The women begin this day with work to do. They carry spices to the cemetery. It’s the work of caring for the body, but when love is involved, it is work that can break your heart. They were going to rub the body with spices to hold down the stench that is death’s lingering insult. But when they arrive there is no body.

Angels were there.

“He’s not here,” they said.

“He has been raised.”

These women, the first Easter preachers, tell the apostles. The apostles didn’t believe them. They thought it was an idle tale.

It struck them as non-sense. Dead means dead. It was easy to doubt

We all do until resurrection comes to us.

They didn’t believe, but our believing it is not what makes it true.

My buddy Frank taught me to water ski. He and his family had a place at a lake. They invited us for a long weekend of swimming and water skiing. There was a fabled place at the lake where a rock cropping rose up out of the water several stories high. If you were brave enough or otherwise inspired you could jump from the precipice down into the waters. It was a long way down.

Frank and I climbed the rock. It was a magnificent view.

I wasn’t going to jump, but Frank jumped.

It was only after he hit the water that I realized the only way I wasn’t going to be up there to this day was to jump.

I jumped.

I told my father I had jumped and it had to be thirty feet up in the air. He said, no way. He thought it was an “idle tale.”

In a moment very unlike my father he said, “Let’s bet. I will pay you $1 for every foot over 25 feet you jumped, but you have to pay me $1 for every foot less than 25 feet.”

We went back and, using fishing line, measured the distance.
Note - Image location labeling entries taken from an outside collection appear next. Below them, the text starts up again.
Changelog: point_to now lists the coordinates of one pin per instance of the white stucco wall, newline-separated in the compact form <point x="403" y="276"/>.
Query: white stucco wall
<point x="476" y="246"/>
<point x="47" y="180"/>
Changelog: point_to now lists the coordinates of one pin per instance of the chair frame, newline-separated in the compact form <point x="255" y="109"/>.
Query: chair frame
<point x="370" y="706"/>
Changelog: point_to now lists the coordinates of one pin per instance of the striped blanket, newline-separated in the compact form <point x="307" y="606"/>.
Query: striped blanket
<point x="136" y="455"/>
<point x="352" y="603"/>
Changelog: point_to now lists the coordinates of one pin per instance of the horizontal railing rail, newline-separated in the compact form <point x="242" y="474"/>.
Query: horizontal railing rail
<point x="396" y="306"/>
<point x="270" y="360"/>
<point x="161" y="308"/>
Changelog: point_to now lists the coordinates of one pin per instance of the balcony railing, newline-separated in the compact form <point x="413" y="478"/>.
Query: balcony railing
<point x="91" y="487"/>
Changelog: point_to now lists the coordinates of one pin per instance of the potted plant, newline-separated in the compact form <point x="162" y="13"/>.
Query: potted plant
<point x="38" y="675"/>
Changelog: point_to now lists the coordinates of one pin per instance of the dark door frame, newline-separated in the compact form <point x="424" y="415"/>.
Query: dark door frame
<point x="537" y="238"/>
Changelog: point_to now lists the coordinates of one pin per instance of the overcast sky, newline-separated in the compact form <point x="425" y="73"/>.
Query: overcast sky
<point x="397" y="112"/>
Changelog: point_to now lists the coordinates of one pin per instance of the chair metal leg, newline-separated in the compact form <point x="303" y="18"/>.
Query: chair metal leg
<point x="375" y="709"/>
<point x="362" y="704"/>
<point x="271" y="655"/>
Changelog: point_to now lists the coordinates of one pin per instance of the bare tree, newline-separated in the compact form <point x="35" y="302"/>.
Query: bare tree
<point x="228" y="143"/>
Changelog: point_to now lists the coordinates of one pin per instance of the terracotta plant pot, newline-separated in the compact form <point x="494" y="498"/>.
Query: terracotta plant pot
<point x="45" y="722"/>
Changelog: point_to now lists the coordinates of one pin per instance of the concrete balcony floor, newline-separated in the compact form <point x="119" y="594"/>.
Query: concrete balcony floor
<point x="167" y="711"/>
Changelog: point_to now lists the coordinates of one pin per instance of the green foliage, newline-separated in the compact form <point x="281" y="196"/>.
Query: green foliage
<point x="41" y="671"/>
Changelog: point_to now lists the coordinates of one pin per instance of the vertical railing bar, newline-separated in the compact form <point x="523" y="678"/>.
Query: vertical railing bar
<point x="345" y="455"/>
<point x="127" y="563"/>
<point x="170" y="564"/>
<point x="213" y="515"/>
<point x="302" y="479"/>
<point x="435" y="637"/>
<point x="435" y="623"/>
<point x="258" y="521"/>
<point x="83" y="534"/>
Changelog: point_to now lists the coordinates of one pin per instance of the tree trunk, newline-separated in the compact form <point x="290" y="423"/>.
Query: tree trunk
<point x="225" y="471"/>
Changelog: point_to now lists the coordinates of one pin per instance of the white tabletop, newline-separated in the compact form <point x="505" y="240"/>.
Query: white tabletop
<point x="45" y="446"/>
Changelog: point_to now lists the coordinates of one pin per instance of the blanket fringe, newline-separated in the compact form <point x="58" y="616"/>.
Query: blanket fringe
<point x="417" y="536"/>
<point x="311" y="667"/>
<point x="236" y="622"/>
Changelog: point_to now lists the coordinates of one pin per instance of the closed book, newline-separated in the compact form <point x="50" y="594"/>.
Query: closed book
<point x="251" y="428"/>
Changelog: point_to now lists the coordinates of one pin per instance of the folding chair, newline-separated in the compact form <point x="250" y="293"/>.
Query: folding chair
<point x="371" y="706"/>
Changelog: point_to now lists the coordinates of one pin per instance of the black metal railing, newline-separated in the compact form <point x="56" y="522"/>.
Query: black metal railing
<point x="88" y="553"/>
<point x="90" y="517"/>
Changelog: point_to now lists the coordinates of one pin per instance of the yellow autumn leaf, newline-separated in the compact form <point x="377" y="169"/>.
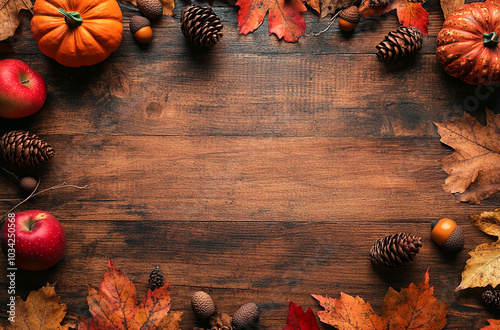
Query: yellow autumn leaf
<point x="41" y="310"/>
<point x="9" y="16"/>
<point x="483" y="267"/>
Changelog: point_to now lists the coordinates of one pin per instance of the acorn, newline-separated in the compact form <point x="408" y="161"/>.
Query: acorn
<point x="28" y="184"/>
<point x="349" y="18"/>
<point x="447" y="234"/>
<point x="203" y="305"/>
<point x="140" y="27"/>
<point x="246" y="316"/>
<point x="152" y="9"/>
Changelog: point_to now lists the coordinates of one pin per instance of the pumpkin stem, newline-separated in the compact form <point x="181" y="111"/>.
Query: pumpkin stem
<point x="73" y="19"/>
<point x="490" y="39"/>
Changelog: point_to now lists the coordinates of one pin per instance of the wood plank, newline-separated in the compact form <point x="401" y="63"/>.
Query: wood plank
<point x="269" y="263"/>
<point x="250" y="179"/>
Before it was all over my dad paid me $21.

I don’t know if my father was more disappointed in the fact that he had to shell out $21 or that he had a son who was dumb enough to jump off a 46-foot-high rock.

He thought it was an idle tale, but his believing it had no bearing on its truth. The rock was the rock.

They thought it was an idle tale. It’s an understandable response until resurrection comes to you.

Still, Peter runs to the tomb. Maybe he hoped these first Easter preachers were the only sane ones around.

But when he gets to the tomb, he finds it empty.

There is no hallelujah.

There is no “He is risen.”

The angels felt no need to stick around; after all they had the testimony of the women now. That should be enough.

Peter stands in this tomb now empty and wonders what happened.

If I understand it, resurrection is both something that God has already done, but resurrection also has to speak your name; it has to come to you.

It was hot as blue blazes in the South Carolina midlands. I stood with my shoes in the dirt.

Not six feet from me the body of Leonard Gaw lay in a casket.

I had been a pastor for six or seven years and had done more than a few funerals, but this was different.

Dr. G, as we called him, was my friend; I loved him. He stopped by the pastor’s study on my first day as pastor of the church. I was unpacking boxes. He thought I was with the moving company. “You know where our new pastor is?” (When he talked he sounded a bit like Henry Fonda in a bad mood.) I said, “Yes, it’s me.” “Good god, you’re a kid,” he said. I was twenty-nine, and he told more truth than I realized.

He came by often.

We would talk about everything and nothing.

Sometimes I would ask him about my sermon.

Once he said, “Tom, I’m eighty-three years old. Do you have any idea how many sermons I’ve listened to? Now what makes you think I’m going to remember the one you gave two days ago?”

It’s a good point.

When his time came I said,

“The Lord is my shepherd.”

I said, “In my father’s house are many rooms.”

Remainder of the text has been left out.